Um fünf Uhr aufstehen, dann eine halbe Stunde stilles Gebet, schnell frühstücken, kurz vor sechs muss ich dann schon auf den Bus. Dann bin ich kurz vor sieben am Arbeitsplatz. Dann acht Stunden Arbeit, dann komme ich so gegen 17 Uhr wieder zurück. Und dann habe ich oft eben abends noch eine Gruppe oder eine Veranstaltung oder ein Treffen, Gottesdienst. 

Die Gemeinschaft ist für Andreas Knapp ein ganz wichtiges Element in seinem Leben. Die Brüder leben nicht nur zusammen, sie teilen ihr Leben. 

Ganz wichtig ist für uns die sogenannte „révision de vie“ - Rückblick aufs Leben würde man das nennen. Diese „révision de vie“ haben wir wöchentlich oder alle zwei Wochen. Da nehmen wir uns sehr viel Zeit füreinander und jeder erzählt, was er gelebt hat in den letzten Tagen. Und zwar im Blick auf Arbeit, Beziehungen und Gebet. Und das ist ein Anhörkreis. Wir hören zu, wir debattieren nicht. Jeder erzählt. Ich hab es als sehr wertvoll erlebt und erlebe es als kostbar, wie wir uns gegenseitig eben auch tragen in schwierigen Situationen. 

Er war in und mit der Gemeinschaft schon an vielen Orten dieser Welt.
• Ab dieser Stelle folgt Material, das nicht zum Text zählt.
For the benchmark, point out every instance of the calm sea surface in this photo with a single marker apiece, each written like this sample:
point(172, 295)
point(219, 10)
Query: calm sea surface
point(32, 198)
Unter anderem in Cochabamba in Bolivien. 

Wir hatten dort ein kleines Lehmhaus und mussten ja auch irgendwie von unserer eigenen Hände Arbeit leben. Und ich hab dort Joghurt produziert und habe Joghurt verkauft auf dem Markt. Es war ein tolles Leben mit so einem Bauchladen auf dem Markt unterwegs zu sein und gleichzeitig die Kontakte zu haben zu vielen Menschen, die eben auf der Straße leben. 

Ich finde das Leben und den Lebensweg von Andreas Knapp faszinierend. Ich frage mich allerdings, ob er irgendwo wirklich Heimat hat. 

Wenn ich nach Hettingen komme und dann durchs Dorf laufe das sind so Gefühle: ich stamme von hier, hier habe ich meine Wurzeln und diesem Ort, dem verdanke ich viel.
Gleichzeitig merke ich, ich gehöre nicht mehr hierher, sondern Heimat ist eher etwas Inneres.

 Ein großes Hobby von Andreas Knapp ist das Schreiben. Er ist ein Mann des Wortes. Ich will wissen, was ihn am Wort reizt.  

Ich hab immer gern gelesen. Und ich hab als Jugendlicher angefangen, Geschichten zu erzählen - Gespenstergeschichten. Und so war es mir ein Anliegen, eben auch neue Worte zu finden oder mit Worten zu spielen, Worte neu zu kombinieren.  

Andreas Knapp scheint mit sich, seinem Leben und seiner Umwelt im Reinen zu sein.
Dazu passt, dass er erzählt, dass er sich die großen Träume im Leben alle schon erfüllen konnte. Bleibt mir nur noch, ihn zu fragen, was er sich wünschen würde, wenn er drei Wünsche frei hätte. 

Ich bin eigentlich wunschlos glücklich. Ich hab keine Wünsche.